Gun rights groups are mounting a wave of federal lawsuits that challenge local, state and federal restrictions on the Second Amendment right to keep and bear arms. And they're winning.

From early 2016 through the close of 2021, six of the organizations were among the plaintiffs in more than 90 federal court cases, either independently or jointly, a USA TODAY review of firearms-related lawsuits shows.

The combined court fights so far have tallied nearly 20 interim or final victories. The cases overturned COVID-19 pandemic-related shutdowns of firearm registration systems, knocked down gun licensing prohibitions for residents of public housing and prospective foster parents, and enabled permanent legal residents to seek firearms licenses.

Representatives of two of the groups pursuing the lawsuits said the court challenges are necessary because restrictions on the Second Amendment are unconstitutional. Each firearms control measure represents a step toward the "goal of taking away guns," said Michael Hammond, the legislative counsel for Gun Owners of America.

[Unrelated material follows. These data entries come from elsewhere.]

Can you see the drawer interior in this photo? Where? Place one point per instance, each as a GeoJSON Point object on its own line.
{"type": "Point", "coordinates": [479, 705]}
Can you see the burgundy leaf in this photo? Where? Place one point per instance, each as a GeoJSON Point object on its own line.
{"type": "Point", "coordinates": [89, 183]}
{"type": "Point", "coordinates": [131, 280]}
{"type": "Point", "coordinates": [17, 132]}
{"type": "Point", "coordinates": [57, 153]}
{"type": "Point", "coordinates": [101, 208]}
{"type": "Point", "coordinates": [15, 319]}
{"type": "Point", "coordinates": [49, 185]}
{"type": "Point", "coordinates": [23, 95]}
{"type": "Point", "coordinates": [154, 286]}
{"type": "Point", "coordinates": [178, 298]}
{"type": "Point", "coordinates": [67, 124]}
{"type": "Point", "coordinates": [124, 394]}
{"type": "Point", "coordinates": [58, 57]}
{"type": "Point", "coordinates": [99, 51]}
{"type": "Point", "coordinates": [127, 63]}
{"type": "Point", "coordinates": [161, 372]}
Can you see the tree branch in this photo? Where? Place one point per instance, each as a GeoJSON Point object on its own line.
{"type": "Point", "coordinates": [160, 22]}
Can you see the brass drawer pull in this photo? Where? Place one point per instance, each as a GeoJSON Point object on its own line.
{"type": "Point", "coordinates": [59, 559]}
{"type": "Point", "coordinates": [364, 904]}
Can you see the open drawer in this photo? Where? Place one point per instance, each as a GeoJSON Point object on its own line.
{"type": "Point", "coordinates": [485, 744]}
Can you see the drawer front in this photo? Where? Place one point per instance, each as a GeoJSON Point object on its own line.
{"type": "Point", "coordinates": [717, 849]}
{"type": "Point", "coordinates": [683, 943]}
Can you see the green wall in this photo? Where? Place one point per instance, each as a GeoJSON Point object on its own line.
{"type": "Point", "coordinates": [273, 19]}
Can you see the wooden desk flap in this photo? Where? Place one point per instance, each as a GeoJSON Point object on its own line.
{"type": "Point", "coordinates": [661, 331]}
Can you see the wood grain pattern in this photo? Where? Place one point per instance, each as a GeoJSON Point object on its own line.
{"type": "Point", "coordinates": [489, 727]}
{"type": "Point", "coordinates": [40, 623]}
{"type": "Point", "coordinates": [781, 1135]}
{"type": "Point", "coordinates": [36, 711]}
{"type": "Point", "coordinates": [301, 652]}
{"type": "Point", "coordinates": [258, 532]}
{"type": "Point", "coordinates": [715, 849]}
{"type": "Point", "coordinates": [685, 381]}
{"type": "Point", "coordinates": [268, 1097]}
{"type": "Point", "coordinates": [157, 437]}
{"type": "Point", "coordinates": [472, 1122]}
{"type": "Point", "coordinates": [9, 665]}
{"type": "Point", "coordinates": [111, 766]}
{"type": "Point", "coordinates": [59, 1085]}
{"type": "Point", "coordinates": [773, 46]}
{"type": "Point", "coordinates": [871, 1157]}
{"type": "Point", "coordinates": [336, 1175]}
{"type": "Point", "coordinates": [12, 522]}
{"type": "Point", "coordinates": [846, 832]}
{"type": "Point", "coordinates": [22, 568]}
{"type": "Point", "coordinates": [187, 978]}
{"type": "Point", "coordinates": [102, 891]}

"The numbers of authoritarian regulations are increasing, and we're there to fight them," said Dan Dement, communications director for the Firearms Policy Coalition, another group pursuing the lawsuits. "Thankfully, we do have a legal system where we can pursue justice against infringements of our natural rights."

The wave of gun rights cases also dovetails with the strategy in which conservative organizations have helped more like-minded judicial nominees become federal court judges and weigh Second Amendment challenges, said Adam Skaggs, chief counsel and policy director of the Giffords Law Center to Prevent Gun Violence.

"These are troubling times for Americans who are trying to fight gun violence," said Skaggs, who contends some judges take an excessively broad view of Second Amendment protections. "Our entire history of regulating firearms is being challenged."

One of the lawsuits brought the most consequential Second Amendment challenges in more than a decade to the U.S. Supreme Court. That case challenges New York's requirement that those who seek licenses to carry handguns outside their homes for self-defense must demonstrate good cause.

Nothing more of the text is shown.